L&I: Blame the Victim?
This is an unfortunate story out of Wenatchee:
The state Department of Labor & Industries has forced local business owner Jack Colson to pay more than $700 in worker's compensation taxes for a worker he never employed.
L&I officials know they're taxing Colson for workers who didn't exist. But they still insist on collecting.There's nothing else they can do, an L&I spokesman says. Deadlines were exceeded, procedures violated.
The Colsons closed their business and laid off their employees. But L&I says it never closed its tax account in writing. Rather:
Sherri Colson, the company's bookkeeper, said both she and her husband had spoken with L&I throughout their downsizing process. They asked for a final audit to ensure all was in order before closing their L&I account. With downsizing complete and the audit in progress, Sherri Colson said she told L&I's East Wenatchee field agent Aurora Flores in June 2007 that she wanted to close The Woodcrafter's account. The store was closed, she told Flores, and all the workers laid off. Colson said she hung up the phone thinking that everything was in order and that the account would be closed. But it wasn't. L&I won't close an account unless the business requests the closure in writing. Colson's request was verbal.

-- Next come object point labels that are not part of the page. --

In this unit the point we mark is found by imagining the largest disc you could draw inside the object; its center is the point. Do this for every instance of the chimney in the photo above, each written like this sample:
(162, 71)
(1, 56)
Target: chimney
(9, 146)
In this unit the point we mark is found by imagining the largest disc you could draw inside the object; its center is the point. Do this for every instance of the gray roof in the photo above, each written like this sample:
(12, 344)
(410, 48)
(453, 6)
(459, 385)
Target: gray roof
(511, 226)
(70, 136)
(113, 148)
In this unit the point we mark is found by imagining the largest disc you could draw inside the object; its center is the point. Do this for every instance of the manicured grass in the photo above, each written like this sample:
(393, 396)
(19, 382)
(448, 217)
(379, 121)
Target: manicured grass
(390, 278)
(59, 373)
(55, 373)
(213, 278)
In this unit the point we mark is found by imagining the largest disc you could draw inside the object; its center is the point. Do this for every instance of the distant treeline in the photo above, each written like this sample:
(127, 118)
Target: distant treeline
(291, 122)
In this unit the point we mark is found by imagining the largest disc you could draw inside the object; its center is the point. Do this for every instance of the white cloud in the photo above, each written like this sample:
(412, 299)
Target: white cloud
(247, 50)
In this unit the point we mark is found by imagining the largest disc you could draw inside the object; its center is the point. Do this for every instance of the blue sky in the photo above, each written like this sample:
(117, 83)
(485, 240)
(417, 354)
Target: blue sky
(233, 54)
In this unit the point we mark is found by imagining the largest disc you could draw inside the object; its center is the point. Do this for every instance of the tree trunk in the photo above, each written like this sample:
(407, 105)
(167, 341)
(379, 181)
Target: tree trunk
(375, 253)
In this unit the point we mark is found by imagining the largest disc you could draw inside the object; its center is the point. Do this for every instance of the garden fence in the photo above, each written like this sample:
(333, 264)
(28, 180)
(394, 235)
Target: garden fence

Nobody told Colson that.
The small business owners then apparently had the gall to go on Christmas vacation while L&I served them their quarterly tax notice, which wasn't appealed in time.
L&I's defense for pursuing a tax it knows it isn't owed?
Ron Langley, small business liaison for L&I, says the Colsons brought the problem on themselves by not following correct industry procedure and failing to meet deadlines.
There are competing arguments here. But the Department's response seems especially tone deaf.
The newspaper article doesn't provide enough info to fully diagnose the dispute, but I do note that RCW 51.16.155, the statute governing the collection of workers' comp taxes when the employer fails or refuses to pay them contains this provision:
The director or the director's designee may compromise the amount of premiums estimated by the department, whether reduced to judgment or otherwise, arising under this title if collection of the premiums estimated by the department would be against equity and good conscience.
What a better approach to resolving a small dispute than what essentially comes off as blaming the victim.